My screams bounced off the stairwell walls. When I stopped tumbling, I opened my eyes. The tour group was gathered around me, eyeing me with curious stares. The tour guide knelt at my side and informed me that I must have fainted from the heat. After being helped to my feet I saw that I was still in the same room in which the tour had begun. It appeared that I had never left the group after all. The tour guide explained to the group that only the very weakest and worst guests fainted. A woman to my left suggested that they ought to simply shoot me so as to make for certain that I wouldn’t ruin any more of the tour. A hearty round of agreement sounded among them, and they all drew their rifles on me. The tour guide instructed the group to fire on her command.

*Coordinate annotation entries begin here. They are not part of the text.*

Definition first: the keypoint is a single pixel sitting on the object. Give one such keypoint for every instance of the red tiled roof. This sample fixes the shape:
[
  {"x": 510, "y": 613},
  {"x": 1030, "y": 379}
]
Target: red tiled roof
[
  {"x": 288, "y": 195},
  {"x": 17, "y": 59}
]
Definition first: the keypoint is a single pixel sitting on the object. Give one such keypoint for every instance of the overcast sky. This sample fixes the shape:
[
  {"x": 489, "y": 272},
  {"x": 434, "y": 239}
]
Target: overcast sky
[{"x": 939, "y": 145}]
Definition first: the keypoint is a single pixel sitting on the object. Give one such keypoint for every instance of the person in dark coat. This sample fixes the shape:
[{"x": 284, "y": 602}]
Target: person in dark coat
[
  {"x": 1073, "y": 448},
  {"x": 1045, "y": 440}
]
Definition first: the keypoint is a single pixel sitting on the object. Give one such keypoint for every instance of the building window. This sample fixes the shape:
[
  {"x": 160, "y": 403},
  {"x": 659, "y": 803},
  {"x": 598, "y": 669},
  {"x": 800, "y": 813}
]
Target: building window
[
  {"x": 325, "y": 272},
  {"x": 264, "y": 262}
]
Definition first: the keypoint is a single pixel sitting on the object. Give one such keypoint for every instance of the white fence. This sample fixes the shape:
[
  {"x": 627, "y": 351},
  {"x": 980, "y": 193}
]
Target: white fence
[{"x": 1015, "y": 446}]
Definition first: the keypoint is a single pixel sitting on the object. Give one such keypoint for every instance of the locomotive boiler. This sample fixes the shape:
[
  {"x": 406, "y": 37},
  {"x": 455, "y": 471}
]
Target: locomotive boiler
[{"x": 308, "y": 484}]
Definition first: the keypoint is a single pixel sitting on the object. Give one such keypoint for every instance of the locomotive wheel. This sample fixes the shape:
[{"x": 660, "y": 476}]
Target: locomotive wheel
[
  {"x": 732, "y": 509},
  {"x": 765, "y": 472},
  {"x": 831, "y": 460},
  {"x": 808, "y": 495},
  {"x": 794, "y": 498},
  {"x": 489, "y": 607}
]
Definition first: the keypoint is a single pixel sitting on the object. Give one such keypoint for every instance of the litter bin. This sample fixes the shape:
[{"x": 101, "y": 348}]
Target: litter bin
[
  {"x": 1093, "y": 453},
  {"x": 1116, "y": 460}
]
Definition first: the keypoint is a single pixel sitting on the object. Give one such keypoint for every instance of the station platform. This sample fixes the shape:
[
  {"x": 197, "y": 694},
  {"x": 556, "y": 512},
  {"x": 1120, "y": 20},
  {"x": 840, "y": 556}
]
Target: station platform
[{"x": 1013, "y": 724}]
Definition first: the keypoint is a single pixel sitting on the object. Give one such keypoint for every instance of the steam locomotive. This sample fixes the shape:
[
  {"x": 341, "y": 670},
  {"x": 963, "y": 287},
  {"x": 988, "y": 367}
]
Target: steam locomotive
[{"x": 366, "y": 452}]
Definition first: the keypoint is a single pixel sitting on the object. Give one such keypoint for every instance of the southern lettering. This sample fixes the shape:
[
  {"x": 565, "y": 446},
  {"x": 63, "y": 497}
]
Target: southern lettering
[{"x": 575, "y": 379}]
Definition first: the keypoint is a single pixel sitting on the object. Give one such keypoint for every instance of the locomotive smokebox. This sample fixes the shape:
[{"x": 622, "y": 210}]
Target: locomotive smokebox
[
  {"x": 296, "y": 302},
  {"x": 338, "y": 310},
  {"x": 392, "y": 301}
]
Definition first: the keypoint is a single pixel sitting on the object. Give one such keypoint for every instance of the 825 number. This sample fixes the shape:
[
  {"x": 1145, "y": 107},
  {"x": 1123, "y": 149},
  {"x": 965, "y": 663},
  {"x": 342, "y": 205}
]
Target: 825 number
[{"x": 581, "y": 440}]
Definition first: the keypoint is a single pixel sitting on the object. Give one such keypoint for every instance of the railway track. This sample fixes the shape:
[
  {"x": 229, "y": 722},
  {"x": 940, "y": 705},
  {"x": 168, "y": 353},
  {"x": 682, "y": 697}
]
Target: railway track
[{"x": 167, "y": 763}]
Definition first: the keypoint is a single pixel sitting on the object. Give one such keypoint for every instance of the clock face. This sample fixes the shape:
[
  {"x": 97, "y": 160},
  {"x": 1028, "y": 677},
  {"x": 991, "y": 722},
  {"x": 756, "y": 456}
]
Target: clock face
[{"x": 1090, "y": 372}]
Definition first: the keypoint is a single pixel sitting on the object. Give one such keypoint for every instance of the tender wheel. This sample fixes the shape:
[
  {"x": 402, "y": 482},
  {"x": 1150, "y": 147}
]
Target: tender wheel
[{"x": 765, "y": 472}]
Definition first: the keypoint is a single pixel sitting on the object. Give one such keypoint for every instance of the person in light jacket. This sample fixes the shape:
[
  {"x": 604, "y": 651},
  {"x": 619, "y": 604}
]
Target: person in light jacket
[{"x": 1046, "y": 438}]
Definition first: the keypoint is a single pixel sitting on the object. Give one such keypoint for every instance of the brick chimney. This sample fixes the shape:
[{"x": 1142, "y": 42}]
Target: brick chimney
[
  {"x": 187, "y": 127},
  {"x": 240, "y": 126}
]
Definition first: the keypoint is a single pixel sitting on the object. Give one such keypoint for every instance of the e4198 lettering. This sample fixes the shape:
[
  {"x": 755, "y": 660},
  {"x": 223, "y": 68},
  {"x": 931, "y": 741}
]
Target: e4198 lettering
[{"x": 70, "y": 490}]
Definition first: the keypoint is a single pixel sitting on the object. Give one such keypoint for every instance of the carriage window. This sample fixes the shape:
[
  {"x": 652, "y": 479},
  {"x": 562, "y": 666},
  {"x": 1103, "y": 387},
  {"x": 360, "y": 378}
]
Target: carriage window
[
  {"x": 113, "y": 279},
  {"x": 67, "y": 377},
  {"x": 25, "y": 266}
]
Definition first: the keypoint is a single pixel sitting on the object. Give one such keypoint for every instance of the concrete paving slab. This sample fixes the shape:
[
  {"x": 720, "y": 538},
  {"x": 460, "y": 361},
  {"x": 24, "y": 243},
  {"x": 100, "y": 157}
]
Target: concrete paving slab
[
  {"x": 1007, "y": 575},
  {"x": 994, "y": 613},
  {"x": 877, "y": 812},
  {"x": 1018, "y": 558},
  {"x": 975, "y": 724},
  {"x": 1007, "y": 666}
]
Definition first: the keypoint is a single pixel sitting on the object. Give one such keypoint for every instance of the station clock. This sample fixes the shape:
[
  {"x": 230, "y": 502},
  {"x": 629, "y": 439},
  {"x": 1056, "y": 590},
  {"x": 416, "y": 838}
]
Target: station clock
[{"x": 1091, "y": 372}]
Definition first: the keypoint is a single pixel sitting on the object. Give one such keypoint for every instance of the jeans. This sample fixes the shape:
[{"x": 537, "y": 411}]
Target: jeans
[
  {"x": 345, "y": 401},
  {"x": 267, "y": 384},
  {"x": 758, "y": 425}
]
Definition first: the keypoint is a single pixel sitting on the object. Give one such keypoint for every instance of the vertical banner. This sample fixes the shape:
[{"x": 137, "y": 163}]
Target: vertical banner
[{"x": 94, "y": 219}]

I pleaded to be spared. They laughed. The tour guide yelled, Fire! An explosion of gunfire filled the air. My body came apart in a hail of bullets. Blood showered the smiling faces of the tour group. My limbs fell from my body, severed by the storm of ammunition. I felt bullets enter my brain and erase all of my memories and thoughts, the last of which was, why didn’t I call my mother and tell her I loved her when I still had the chance.
I woke up screaming, still in the rocking chair on the Winchester Mansion’s front porch where I had decided to sit down and wait until the tour began. The guide walked out onto the porch and announced that the tour would begin momentarily. I lept from the chair and ran for my life, never considering looking back at that accursed abode.